Andrew: Look, I think I said it up front but we talked about a bunch of names, and when you said you want to do XBOF, I was like "Oh, fitness". I initially had that thought that at the sell-side led off with which "Oh, the history of Fitness companies in the public markets is really poor" and I thought I was going to get you with my curved thing. But when I was researching this last night, I was just surprised by how bullish I was and how much I was like, "Oh I can see what Zack really sees in the story. One day of research isn't enough for me, but it's a name. I love Fitness. It's a name I'm going to be diving a lot deeper on because I'm with you. 20 times EBITDA or as they said, if we never sign another deal, we've got so many boxes coming online, like we've got so much growth in store. 20 becomes 10 real fast and 10 times is not the right multiple for a franchisor.

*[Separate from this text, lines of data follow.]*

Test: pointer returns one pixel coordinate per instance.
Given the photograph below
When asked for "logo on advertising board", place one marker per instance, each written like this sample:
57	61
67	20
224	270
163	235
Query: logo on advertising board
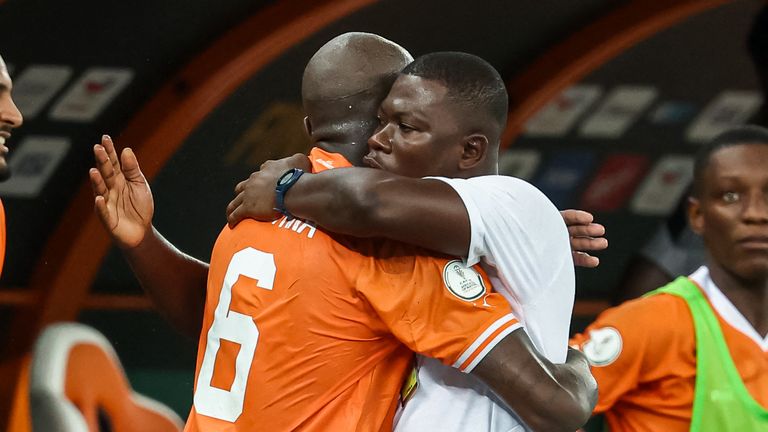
35	87
618	112
563	174
672	112
519	163
614	182
662	188
730	108
91	94
558	116
32	165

Zack: Yes. Yes, I totally agree.
Andrew: Cool. Well, hey, this has been great. Zack Buckley. I'll include a link to your Twitter and the show notes. So if anybody wants to go find you on Twitter and kind of let you know their great experiences or how Rumble had a bad class and the instructor was 15 minutes late one time, they can slide on over to your DMs. Zack, thanks so much for coming on, and looking forward to having you again.
Zack: All right. Thanks so much. Appreciate it.